2.15 Characters


2.15 Characters

Perhaps the most important data type on a personal computer is the character data type. The term "character" refers to a human or machine readable symbol that is typically a non-numeric entity. In general, the term "character" refers to any symbol that you can normally type on a keyboard (including some symbols that may require multiple key presses to produce) or display on a video display. Many beginners often confuse the terms "character" and "alphabetic character." These terms are not the same. Punctuation symbols, numeric digits, spaces, tabs, carriage returns (ENTER), other control characters, and other special symbols are also characters. When this text uses the term "character" it refers to any of these characters, not just the alphabetic characters. When this text refers to alphabetic characters, it will use phrases like "alphabetic characters", "upper case characters", or "lower case characters."

Another common problem beginners have when they first encounter the character data type is differentiating between numeric characters and numbers. The character ‘1’ is distinct from the value one. The computer (generally) uses two different internal representations for numeric characters (‘0,’ ‘1,’ , ‘9’) versus the numeric values 0..9. You must take care not to confuse the two.

Most computer systems use a oneor two-byte sequence to encode the various characters in binary form. Windows and Linux certainly fall into this category, using either the ASCII or Unicode encodings for characters. This section will discuss the ASCII character set and the character declaration facilities that HLA provides.

2.15.1 The ASCII Character Encoding

The ASCII (American Standard Code for Information Interchange) character set maps 128 textual characters to the unsigned integer values 0..127 ($0..$7F). Internally, of course, the computer represents everything using binary numbers so it should come as no surprise that the computer also uses binary values to represent non-numeric entities such as characters. Although the exact mapping of characters to numeric values is arbitrary and unimportant, it is important to use a standardized code for this mapping because you will need to communicate with other programs and peripheral devices, and you need to talk the same "language" as these other programs and devices. This is where the ASCII code comes into play; it is a standardized code that nearly everyone has agreed upon. Therefore, if you use the ASCII code 65 to represent the character "A" then you know that some peripheral device (such as a printer) will correctly interpret this value as the character "A" whenever you transmit data to that device.

You should not get the impression that ASCII is the only character set in use on computer systems. IBM uses the EBCDIC character set family on many of its mainframe computer systems. Another common character set in use is the Unicode character set. Unicode is an extension to the ASCII character set that uses 16 bits rather than 7 to represent characters. This allows the use of 65,536 different characters in the character set, allowing the inclusion of most symbols in the world's different languages into a single unified character set.

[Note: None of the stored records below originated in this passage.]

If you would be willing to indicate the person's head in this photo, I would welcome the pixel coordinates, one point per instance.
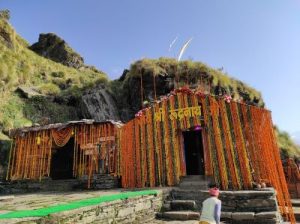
(214, 192)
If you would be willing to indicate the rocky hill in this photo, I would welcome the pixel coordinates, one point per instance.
(48, 82)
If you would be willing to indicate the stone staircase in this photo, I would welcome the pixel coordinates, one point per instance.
(183, 202)
(238, 207)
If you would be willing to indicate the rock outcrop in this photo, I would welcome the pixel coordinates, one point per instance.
(53, 47)
(98, 104)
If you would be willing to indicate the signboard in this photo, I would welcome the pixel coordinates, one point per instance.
(179, 113)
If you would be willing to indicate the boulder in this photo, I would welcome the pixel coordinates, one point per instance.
(55, 48)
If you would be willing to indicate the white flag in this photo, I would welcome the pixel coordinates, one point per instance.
(183, 49)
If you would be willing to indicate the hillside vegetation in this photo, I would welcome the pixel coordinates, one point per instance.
(34, 89)
(48, 80)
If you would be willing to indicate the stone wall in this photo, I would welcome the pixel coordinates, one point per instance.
(133, 210)
(259, 206)
(28, 186)
(250, 206)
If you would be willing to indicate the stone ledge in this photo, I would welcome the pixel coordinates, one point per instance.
(243, 215)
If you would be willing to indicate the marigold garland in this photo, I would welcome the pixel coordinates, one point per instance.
(218, 141)
(241, 148)
(229, 146)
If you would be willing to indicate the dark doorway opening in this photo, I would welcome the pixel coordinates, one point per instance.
(194, 156)
(62, 161)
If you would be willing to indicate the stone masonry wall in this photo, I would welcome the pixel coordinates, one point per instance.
(100, 181)
(259, 206)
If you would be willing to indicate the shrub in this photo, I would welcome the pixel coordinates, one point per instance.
(49, 89)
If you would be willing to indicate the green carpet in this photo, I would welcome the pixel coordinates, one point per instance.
(75, 204)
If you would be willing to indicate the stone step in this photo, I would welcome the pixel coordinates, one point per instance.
(179, 215)
(179, 205)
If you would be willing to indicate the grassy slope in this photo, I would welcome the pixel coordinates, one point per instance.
(190, 72)
(20, 66)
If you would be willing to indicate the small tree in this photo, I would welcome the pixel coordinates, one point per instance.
(5, 14)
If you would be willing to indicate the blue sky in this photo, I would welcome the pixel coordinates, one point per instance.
(255, 41)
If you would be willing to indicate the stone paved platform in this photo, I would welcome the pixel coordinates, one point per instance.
(41, 200)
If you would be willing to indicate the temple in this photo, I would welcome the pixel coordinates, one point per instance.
(185, 133)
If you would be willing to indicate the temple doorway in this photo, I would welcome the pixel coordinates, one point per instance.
(62, 161)
(194, 155)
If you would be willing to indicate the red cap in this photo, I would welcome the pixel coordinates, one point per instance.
(214, 191)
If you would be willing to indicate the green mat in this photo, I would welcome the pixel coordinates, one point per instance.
(75, 204)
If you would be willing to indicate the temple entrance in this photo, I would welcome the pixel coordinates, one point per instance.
(194, 156)
(62, 161)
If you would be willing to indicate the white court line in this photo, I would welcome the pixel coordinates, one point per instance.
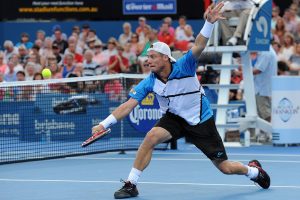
(144, 182)
(176, 159)
(230, 154)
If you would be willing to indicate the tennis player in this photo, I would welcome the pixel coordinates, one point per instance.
(186, 111)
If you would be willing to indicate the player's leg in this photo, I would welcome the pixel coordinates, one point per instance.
(154, 137)
(158, 134)
(210, 143)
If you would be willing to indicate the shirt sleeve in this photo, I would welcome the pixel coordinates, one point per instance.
(188, 63)
(144, 87)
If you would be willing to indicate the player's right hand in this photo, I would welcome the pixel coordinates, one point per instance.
(97, 128)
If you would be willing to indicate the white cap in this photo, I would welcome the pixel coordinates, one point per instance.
(163, 48)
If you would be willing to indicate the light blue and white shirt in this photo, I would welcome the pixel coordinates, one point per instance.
(181, 95)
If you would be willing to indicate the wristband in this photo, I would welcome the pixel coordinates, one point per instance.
(207, 29)
(109, 121)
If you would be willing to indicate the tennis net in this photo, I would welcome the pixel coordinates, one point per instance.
(51, 118)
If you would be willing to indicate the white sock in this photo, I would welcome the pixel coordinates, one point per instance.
(134, 176)
(252, 172)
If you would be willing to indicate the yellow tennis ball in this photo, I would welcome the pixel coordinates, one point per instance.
(46, 73)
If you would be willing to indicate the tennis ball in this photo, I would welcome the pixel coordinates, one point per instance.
(46, 73)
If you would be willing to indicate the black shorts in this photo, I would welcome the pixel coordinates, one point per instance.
(204, 136)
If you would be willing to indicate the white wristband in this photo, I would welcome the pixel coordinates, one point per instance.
(207, 29)
(109, 121)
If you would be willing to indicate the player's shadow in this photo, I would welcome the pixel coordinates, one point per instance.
(245, 194)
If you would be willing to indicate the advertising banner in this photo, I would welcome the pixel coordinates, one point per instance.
(286, 110)
(145, 115)
(149, 7)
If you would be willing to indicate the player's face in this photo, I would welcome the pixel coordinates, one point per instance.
(156, 61)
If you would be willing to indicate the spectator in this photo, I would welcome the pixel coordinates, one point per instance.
(72, 49)
(90, 44)
(126, 35)
(78, 70)
(56, 52)
(297, 35)
(3, 66)
(25, 41)
(143, 57)
(113, 88)
(143, 38)
(30, 70)
(46, 48)
(90, 67)
(17, 66)
(23, 92)
(294, 61)
(132, 58)
(275, 16)
(9, 50)
(235, 8)
(38, 76)
(76, 30)
(41, 35)
(165, 36)
(35, 55)
(84, 32)
(118, 63)
(93, 34)
(288, 47)
(60, 41)
(110, 51)
(55, 69)
(11, 75)
(55, 28)
(73, 39)
(142, 24)
(183, 35)
(168, 20)
(69, 66)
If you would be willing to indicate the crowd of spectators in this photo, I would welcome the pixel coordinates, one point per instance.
(83, 53)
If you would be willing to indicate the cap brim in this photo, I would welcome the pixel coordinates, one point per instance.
(171, 58)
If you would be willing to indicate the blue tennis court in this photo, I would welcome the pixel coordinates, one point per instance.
(173, 174)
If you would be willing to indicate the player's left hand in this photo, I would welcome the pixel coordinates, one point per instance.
(97, 128)
(213, 13)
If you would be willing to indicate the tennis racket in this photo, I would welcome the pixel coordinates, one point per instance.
(96, 136)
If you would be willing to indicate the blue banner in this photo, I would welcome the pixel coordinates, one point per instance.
(149, 7)
(260, 34)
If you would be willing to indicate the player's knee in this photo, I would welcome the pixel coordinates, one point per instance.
(151, 138)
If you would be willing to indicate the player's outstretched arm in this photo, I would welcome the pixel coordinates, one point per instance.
(213, 14)
(119, 113)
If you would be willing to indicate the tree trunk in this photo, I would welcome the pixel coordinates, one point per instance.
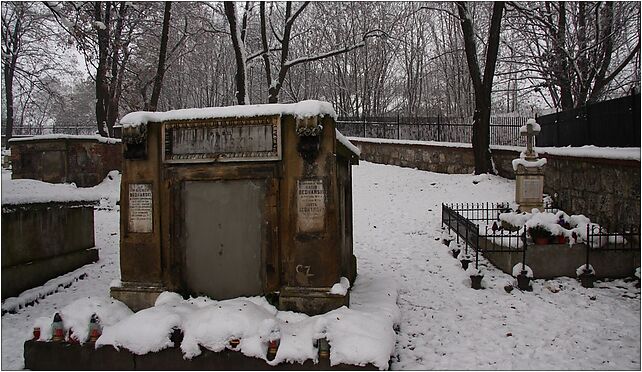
(102, 88)
(482, 87)
(160, 71)
(8, 86)
(239, 53)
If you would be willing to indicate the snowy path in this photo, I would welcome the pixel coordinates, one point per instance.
(445, 323)
(448, 325)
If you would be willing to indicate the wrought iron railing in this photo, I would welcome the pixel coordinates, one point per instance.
(477, 225)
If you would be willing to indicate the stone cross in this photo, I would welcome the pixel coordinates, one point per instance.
(530, 134)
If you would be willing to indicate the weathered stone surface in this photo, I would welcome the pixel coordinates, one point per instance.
(555, 260)
(62, 356)
(84, 162)
(577, 181)
(43, 241)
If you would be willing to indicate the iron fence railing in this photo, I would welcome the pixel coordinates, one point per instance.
(503, 130)
(478, 226)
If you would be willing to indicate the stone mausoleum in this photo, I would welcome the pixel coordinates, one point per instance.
(63, 158)
(237, 201)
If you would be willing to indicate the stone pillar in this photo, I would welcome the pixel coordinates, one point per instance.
(529, 172)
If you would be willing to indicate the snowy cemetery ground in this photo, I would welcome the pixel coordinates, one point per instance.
(444, 324)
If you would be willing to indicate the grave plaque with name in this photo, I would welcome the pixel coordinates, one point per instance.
(140, 208)
(222, 140)
(532, 188)
(310, 205)
(237, 201)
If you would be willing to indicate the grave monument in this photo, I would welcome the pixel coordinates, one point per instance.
(529, 172)
(237, 201)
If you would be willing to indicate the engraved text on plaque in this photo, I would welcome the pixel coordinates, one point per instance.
(310, 205)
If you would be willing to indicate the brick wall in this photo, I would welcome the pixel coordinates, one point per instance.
(605, 190)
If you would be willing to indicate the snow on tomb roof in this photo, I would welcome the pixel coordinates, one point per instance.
(300, 110)
(346, 142)
(41, 137)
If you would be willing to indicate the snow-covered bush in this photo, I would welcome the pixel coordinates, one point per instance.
(584, 270)
(574, 228)
(472, 271)
(517, 269)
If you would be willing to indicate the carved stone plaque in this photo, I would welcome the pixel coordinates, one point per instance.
(140, 208)
(226, 139)
(532, 188)
(310, 205)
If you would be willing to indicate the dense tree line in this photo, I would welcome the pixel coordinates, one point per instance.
(367, 58)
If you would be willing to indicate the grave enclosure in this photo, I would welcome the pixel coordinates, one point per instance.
(237, 201)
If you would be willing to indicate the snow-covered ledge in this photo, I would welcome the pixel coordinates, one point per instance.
(301, 109)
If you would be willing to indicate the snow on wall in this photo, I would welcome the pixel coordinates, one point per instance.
(341, 138)
(300, 110)
(96, 137)
(623, 153)
(27, 191)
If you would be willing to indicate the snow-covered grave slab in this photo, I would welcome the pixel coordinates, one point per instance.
(362, 335)
(48, 230)
(553, 243)
(62, 158)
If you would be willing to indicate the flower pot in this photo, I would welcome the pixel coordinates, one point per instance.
(464, 263)
(524, 282)
(475, 281)
(541, 241)
(587, 280)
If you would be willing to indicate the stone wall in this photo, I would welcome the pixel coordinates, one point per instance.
(82, 160)
(605, 190)
(43, 241)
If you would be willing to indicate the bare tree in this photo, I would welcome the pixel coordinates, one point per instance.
(577, 51)
(162, 54)
(32, 62)
(483, 85)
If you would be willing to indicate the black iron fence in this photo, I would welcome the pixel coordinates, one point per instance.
(477, 225)
(503, 130)
(614, 123)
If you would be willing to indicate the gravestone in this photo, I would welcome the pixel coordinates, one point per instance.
(237, 201)
(65, 158)
(529, 172)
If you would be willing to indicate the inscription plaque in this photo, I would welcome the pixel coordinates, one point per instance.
(532, 188)
(310, 205)
(230, 139)
(140, 207)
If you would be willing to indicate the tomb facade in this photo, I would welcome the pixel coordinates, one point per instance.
(237, 201)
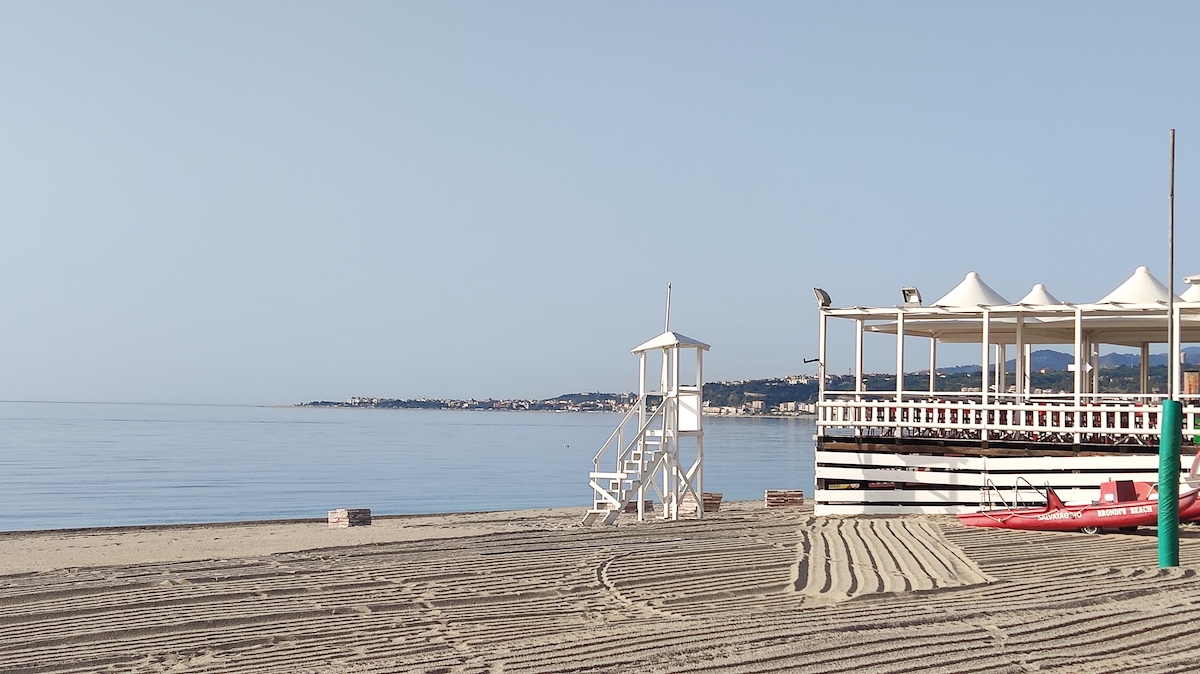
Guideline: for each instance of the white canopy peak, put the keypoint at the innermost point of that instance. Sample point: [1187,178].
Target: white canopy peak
[972,292]
[1039,296]
[1141,288]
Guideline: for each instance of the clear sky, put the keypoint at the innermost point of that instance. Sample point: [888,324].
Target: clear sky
[283,202]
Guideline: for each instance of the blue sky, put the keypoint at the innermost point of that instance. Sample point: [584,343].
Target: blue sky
[282,202]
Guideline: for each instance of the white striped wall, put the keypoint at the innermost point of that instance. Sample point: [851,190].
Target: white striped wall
[955,483]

Because the ASCII character set provides only 128 different characters and a byte can represent 256 different values, an interesting question arises: "What do we do with the values 128..255 that one could store into a byte?" One answer is to ignore those extra values. That will be the primary approach of this text. Another possibility is to extend the ASCII character set and add an additional 128 characters to the character set. Of course, this would tend to defeat the whole purpose of having a standardized character set unless you could get everyone to agree upon the extensions. That is a difficult task.

When IBM first created its IBM-PC, it defined these extra 128 character codes to contain various non-English alphabetic characters, some line drawing graphics characters, some mathematical symbols, and several other special characters. Because IBM's PC was the foundation for what we typically call a PC today, that character set has become a pseudo-standard on all IBM-PC compatible machines. Even on modern machines, which are not IBM-PC compatible and cannot run early PC software, the IBM extended character set still survives. Note, however, that this PC character set (an extension of the ASCII character set) is not universal. Most printers will not print the extended characters when using native fonts and many programs (particularly in non-English countries) do not use those characters for the upper 128 codes in an 8-bit value. For these reasons, this text will generally stick to the standard 128-character ASCII character set.

Despite the fact that it is a "standard", simply encoding your data using standard ASCII characters does not guarantee compatibility across systems. While it's true that an "A" on one machine is most likely an "A" on another machine, there is very little standardization across machines with respect to the use of the control characters. Indeed, of the 32 control codes plus DELETE, there are only four control codes commonly supported — backspace (BS), tab, carriage return (CR), and line feed (LF). Worse still, different machines often use these control codes in different ways. End of line is a particularly troublesome example. Windows, MS-DOS, CP/M, and other systems mark end of line by the two-character sequence CR/LF. Apple Macintosh and many other systems mark the end of line by a single CR character. Linux, BeOS, and other UNIX systems mark the end of a line with a single LF character. Needless to say, attempting to exchange simple text files between such systems can be an experience in frustration. Even if you use standard ASCII characters in all your files on these systems, you will still need to convert the data when exchanging files between them. Fortunately, such conversions are rather simple.

Despite some major shortcomings, ASCII data is the standard for data interchange across computer systems and programs. Most programs can accept ASCII data; likewise most programs can produce ASCII data. Because you will be dealing with ASCII characters in assembly language, it would be wise to study the layout of the character set and memorize a few key ASCII codes (e.g., "0", "A", "a", and so on).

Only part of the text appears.